Our societies are big, but our villages have become small. We have to grow our village and nurture it. We have to pool together our material resources, raise our spirits, and foster connection, so that we can resist the forces of domination, control, and violence, and the impulses that lead to them. If we want to resist them, there is no out from the work of truth-telling and holding ourselves and others accountable to justice and to reality; this is a condition of our freedom, just as our freedom rests on the freedom of all others. We can't liberate ourselves if we aren't in right relationship to each other and to the world around us. We can't be in right relationship to each other without acting against senseless harm, cruelty, and violence. We can't work against these without also acknowledging ourselves as participants and perpetrators in harm and violence against other humans. The bystander who watches another's abuse or murder and does nothing to prevent it or respond to it is an abuser or murderer in their own way. We have to reject narratives that enable us to claim a false innocence, propaganda that lionizes us or aggrandizes our acts.

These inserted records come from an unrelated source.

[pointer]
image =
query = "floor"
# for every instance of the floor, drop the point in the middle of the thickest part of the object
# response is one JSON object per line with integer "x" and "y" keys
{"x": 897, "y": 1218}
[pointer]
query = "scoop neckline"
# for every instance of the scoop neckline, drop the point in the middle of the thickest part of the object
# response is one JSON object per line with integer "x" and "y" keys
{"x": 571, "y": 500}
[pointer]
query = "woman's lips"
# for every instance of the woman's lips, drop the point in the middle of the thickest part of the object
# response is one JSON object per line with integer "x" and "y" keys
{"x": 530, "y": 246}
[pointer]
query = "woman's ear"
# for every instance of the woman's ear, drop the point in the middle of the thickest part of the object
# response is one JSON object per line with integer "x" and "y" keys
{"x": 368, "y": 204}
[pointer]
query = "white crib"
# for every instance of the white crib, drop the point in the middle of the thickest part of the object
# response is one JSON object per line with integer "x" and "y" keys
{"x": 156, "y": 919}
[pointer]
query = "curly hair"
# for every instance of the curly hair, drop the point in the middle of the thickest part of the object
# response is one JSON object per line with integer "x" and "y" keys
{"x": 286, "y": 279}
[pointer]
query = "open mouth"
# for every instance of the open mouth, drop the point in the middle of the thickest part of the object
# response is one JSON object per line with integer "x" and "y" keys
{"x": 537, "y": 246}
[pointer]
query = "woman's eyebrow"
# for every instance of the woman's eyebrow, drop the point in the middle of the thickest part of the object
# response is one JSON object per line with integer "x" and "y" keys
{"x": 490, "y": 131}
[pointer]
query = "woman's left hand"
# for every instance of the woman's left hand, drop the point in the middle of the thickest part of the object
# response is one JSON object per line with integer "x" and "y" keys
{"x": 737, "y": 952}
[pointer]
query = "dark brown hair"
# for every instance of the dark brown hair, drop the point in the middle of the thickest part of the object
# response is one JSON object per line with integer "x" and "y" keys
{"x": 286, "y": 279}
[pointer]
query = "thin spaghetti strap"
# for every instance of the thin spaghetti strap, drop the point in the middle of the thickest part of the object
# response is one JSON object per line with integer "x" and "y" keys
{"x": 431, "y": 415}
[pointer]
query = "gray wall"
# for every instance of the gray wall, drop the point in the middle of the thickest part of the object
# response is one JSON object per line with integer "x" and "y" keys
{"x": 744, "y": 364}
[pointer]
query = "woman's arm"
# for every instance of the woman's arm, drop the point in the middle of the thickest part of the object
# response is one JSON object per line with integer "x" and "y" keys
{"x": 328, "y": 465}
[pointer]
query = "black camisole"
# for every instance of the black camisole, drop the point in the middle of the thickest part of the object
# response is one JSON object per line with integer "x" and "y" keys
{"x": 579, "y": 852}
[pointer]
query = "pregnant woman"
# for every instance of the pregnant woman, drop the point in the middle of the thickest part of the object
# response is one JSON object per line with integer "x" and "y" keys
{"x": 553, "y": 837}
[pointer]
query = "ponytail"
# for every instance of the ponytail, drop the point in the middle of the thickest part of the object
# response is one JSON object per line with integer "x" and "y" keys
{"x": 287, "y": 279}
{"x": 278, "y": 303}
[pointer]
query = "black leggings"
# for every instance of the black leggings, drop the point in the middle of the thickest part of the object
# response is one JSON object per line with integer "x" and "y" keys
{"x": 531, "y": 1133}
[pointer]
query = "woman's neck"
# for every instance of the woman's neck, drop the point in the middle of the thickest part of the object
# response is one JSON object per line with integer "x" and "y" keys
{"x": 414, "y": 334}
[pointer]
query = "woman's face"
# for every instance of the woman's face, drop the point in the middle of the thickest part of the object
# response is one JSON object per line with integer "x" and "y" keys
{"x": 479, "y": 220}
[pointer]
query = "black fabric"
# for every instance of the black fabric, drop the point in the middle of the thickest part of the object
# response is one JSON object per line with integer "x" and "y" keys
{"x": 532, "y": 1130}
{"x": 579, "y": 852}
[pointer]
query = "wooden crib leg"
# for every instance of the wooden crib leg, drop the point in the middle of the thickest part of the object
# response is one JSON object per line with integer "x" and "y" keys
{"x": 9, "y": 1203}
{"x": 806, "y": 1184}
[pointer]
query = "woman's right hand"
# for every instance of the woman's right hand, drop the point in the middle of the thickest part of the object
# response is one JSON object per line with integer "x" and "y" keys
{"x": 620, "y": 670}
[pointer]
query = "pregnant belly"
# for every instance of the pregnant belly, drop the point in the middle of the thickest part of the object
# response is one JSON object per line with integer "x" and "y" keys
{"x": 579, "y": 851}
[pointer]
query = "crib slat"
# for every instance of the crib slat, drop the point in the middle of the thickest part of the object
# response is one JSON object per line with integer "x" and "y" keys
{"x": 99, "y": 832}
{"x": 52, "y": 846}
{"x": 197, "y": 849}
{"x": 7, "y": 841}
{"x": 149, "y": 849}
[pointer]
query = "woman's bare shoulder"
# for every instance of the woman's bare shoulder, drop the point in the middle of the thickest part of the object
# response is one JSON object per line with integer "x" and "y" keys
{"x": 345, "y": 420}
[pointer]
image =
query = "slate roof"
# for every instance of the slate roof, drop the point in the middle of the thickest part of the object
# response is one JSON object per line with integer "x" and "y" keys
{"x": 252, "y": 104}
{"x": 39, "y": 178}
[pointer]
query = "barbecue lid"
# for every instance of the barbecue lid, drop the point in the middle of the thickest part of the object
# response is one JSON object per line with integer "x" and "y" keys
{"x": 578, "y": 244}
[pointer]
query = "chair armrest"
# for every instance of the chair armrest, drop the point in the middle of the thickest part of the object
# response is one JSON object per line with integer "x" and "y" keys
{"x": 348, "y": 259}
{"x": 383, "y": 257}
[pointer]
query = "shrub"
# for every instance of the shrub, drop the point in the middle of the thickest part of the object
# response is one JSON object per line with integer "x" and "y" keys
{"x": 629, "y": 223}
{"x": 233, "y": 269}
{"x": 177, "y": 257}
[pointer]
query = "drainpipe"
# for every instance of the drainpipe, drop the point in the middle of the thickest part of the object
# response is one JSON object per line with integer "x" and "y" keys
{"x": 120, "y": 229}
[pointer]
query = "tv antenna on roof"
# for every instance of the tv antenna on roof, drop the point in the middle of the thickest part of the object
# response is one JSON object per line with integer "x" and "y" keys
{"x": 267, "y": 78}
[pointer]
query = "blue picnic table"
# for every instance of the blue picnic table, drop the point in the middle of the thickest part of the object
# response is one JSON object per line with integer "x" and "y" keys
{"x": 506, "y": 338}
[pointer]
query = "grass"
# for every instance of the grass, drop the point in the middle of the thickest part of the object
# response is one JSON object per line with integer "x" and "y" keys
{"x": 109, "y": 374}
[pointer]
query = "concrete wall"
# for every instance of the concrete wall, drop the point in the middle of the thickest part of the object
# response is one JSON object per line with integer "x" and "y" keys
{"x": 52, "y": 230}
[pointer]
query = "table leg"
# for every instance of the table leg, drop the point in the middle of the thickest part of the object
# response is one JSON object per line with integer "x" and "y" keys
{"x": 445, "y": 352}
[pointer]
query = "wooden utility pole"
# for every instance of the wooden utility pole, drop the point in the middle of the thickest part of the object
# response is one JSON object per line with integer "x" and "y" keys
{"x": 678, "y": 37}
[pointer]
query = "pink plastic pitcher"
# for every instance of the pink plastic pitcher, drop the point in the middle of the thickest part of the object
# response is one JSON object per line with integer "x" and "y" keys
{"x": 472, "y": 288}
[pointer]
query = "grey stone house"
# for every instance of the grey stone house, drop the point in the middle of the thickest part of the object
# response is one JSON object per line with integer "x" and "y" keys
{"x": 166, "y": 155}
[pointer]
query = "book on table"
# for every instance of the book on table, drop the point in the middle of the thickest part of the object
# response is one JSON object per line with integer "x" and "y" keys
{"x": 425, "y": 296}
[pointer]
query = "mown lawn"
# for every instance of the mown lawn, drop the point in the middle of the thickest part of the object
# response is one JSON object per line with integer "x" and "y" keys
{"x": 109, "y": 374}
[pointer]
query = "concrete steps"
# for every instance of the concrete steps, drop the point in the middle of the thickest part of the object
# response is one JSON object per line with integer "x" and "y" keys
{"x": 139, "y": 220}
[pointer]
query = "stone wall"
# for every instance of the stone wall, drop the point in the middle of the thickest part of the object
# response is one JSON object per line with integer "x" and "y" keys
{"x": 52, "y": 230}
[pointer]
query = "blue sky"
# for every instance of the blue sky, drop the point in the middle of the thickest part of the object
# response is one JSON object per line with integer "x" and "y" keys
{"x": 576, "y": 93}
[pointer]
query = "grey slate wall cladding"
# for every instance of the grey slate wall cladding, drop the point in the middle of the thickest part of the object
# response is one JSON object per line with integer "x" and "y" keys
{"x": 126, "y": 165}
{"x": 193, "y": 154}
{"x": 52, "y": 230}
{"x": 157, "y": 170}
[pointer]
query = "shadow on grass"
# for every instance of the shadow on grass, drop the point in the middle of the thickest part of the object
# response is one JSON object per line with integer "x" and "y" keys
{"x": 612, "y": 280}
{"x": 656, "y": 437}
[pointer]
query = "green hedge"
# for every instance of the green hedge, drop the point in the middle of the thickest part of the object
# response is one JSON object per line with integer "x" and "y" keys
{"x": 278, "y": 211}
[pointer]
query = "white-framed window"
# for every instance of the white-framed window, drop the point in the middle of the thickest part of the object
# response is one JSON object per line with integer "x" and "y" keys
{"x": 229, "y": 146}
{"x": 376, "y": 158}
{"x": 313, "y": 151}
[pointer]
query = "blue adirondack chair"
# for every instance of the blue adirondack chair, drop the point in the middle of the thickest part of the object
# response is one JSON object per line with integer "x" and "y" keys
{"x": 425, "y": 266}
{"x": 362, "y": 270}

To love others and ourselves in a way that is true demands truth, honesty, responsibility, care, and commitment. While the autocrat, the dictator, the emperor, the fascist, and their servants and functionaries work against truth, take no responsibility for anyone other than their own glory, exploit others, coerce, intimidate, brutally force, hone apathy, and thrive on building an indifferent, unconscious world; we must raise consciousness and improve material circumstances for all, in order to build a world in which all may live, one in which it will be easier to love.